Hello Dfinity Community,

I am experiencing a discrepancy between the SHA-256 hash of a Wasm file calculated locally (both in JavaScript and Rust) and the module_hash reported in a canister’s status on the Dfinity platform. I’m hoping to gain insights or suggestions on why this might be occurring.

The Issue:

  • When calculating the SHA-256 hash of a Wasm file locally using standard libraries (crypto.subtle.digest in JavaScript and ic_crypto_sha2::Sha256::hash in Rust), I consistently get the following hash:
    [
      55, 110, 3, 129, 195, 175, 128, 32,
      98, 31, 15, 105, 218, 1, 41, 12,
      116, 227, 94, 141, 195, 247, 62, 10,
      27, 44, 15, 217, 195, 143, 170, 83
    ]
    
  • However, the module_hash obtained from the canister’s status is different:
    {173; 232; 148; 57; 254; 212; 152; 86; 41; 253; 22; 139; 49; 151; 110; 63; 40; 117; 127; 37; 152; 67; 159; 19; 39; 62; 152; 96; 15; 9; 225; 229}
    

Steps Taken:

  1. Local Hash Calculation: Implemented a function in both JavaScript and Rust to calculate the SHA-256 hash of the Wasm file.
  2. File Integrity: Ensured that the Wasm file is identical in all tests and is read in binary mode.
  3. Hash Function Consistency: Used standard SHA-256 implementations in both programming languages.

Questions:

  1. Preprocessing of Wasm File: Does Dfinity perform any preprocessing or modification on the Wasm file before calculating the module_hash?
  2. Hashing Process: Is there a specific detail in the hashing process on Dfinity’s end that might differ from the standard SHA-256 implementation?
  3. Environmental Factors: Could environmental factors influence the module_hash reported by the canister’s status?
  4. Additional Insights: Are there known issues or considerations that might explain this discrepancy?

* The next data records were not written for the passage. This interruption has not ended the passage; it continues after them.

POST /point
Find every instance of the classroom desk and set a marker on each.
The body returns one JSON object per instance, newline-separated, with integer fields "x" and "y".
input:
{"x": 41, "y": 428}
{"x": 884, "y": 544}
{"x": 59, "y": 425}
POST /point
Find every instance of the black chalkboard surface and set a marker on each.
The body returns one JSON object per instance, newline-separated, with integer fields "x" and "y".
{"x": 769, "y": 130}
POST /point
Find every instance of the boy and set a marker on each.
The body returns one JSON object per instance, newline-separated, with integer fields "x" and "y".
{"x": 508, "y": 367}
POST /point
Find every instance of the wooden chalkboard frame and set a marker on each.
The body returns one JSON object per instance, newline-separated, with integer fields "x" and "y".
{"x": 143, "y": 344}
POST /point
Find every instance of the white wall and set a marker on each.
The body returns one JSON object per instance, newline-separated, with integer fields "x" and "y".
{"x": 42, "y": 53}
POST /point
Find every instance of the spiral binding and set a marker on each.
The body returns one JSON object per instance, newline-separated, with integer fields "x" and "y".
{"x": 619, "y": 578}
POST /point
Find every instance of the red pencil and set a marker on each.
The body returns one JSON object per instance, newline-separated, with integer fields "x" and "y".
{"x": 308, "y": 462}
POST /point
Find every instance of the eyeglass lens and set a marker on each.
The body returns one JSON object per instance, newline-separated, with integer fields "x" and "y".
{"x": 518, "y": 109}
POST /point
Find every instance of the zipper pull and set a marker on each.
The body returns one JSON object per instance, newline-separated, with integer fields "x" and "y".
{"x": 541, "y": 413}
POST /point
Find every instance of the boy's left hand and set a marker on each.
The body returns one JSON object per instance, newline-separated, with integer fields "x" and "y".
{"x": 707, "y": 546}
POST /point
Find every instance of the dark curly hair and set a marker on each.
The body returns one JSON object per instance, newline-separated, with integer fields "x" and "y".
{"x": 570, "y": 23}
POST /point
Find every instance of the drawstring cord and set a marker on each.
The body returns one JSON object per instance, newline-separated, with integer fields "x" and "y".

I would greatly appreciate any insights or guidance to help understand and resolve this inconsistency. Thank you for your time and assistance!

Best regards,
Behrad

Could one of the two be gzipped and the other not?

It is standard. A command line like sha256sum canister.wasm has always given me the same hash as dfx canister info <canister id>.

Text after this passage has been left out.